Novel Fe3O4-C3N4-Ag2MoO4 series photocatalysts were designed and successfully synthesized. UV–vis diffuse reflectance spectra (DRS) indicated that the Fe3O4-C3N4-Ag2MoO4 ternary system efficiently enlarged the light absorption range from 360 nm to 550 nm in comparison with that of pristine Ag2MoO4. The hydroxyl radicals (OH) probe experiment suggested that the formation of C3N4-Ag2MoO4 heterojunction efficiently produced the powerful OH, and the load of Fe3O4 further increased the amount of OH. The photocatalytic performances of as-prepared samples were evaluated by degrading 4-Chlorophenol (4-CP), which only can be degraded in the presence of OH radicals.
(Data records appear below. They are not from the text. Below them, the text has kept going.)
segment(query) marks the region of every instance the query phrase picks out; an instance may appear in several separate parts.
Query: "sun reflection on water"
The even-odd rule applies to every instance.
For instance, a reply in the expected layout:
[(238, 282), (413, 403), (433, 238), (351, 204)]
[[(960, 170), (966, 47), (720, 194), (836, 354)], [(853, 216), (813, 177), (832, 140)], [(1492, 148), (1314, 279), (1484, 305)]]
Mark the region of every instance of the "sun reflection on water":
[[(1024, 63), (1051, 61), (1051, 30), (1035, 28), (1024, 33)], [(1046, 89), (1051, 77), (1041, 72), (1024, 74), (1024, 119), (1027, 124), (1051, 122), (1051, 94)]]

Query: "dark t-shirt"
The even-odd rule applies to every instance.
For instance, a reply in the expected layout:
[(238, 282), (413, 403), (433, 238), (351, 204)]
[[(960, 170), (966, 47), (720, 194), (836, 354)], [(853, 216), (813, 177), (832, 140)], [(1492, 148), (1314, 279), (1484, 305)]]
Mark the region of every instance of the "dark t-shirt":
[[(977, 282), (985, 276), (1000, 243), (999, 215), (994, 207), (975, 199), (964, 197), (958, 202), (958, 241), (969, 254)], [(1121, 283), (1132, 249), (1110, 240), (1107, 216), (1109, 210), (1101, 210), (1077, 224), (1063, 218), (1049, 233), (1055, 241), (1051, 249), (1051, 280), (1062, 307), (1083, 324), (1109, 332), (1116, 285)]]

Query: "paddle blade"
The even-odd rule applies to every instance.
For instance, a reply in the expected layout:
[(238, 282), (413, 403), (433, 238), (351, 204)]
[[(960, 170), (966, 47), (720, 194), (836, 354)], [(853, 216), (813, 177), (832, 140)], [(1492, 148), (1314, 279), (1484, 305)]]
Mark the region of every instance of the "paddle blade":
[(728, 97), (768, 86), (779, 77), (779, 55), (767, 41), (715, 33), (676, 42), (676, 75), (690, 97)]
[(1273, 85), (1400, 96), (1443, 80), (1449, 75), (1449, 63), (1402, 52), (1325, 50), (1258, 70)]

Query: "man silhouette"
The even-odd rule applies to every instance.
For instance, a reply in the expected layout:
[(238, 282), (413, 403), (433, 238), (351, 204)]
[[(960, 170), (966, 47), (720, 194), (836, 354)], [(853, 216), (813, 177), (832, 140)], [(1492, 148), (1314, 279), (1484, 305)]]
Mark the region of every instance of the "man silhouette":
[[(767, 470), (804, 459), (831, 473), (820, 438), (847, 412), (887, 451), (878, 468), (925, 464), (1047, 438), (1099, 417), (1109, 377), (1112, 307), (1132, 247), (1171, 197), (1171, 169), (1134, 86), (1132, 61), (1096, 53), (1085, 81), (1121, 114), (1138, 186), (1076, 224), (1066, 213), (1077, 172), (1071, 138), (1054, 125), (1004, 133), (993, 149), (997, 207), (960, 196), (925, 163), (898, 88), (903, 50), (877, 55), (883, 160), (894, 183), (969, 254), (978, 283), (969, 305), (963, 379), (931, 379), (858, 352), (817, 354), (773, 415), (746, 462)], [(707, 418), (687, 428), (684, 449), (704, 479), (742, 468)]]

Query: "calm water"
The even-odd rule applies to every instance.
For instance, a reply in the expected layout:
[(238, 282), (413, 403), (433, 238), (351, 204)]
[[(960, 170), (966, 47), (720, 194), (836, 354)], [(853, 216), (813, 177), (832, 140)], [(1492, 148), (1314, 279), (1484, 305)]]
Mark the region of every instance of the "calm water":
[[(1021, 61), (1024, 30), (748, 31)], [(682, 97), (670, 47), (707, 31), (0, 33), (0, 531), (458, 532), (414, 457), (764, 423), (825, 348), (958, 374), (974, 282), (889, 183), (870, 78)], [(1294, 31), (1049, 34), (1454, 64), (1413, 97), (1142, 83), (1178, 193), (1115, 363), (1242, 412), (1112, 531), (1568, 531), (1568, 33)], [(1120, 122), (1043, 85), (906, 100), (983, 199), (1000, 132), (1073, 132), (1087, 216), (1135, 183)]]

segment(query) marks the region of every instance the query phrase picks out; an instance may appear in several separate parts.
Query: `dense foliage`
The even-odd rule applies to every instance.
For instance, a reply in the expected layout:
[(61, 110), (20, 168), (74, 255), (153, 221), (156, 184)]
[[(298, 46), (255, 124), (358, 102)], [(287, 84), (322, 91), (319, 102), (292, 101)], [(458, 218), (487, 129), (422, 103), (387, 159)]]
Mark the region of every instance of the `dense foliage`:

The degradation results suggested that Fe3O4-C3N4-Ag2MoO4 ternary system showed outstanding photocatalytic performance in comparison with that of C3N4-Ag2MoO4, and inactive Ag2MoO4. The mechanism of enhanced OH productivity was also discussed. This study proved that novel Fe3O4-heterojunction system could efficiently enhance the light harvesting and the productivity of OH, which could be a potential strategy for enhancing the photocatalytic performance.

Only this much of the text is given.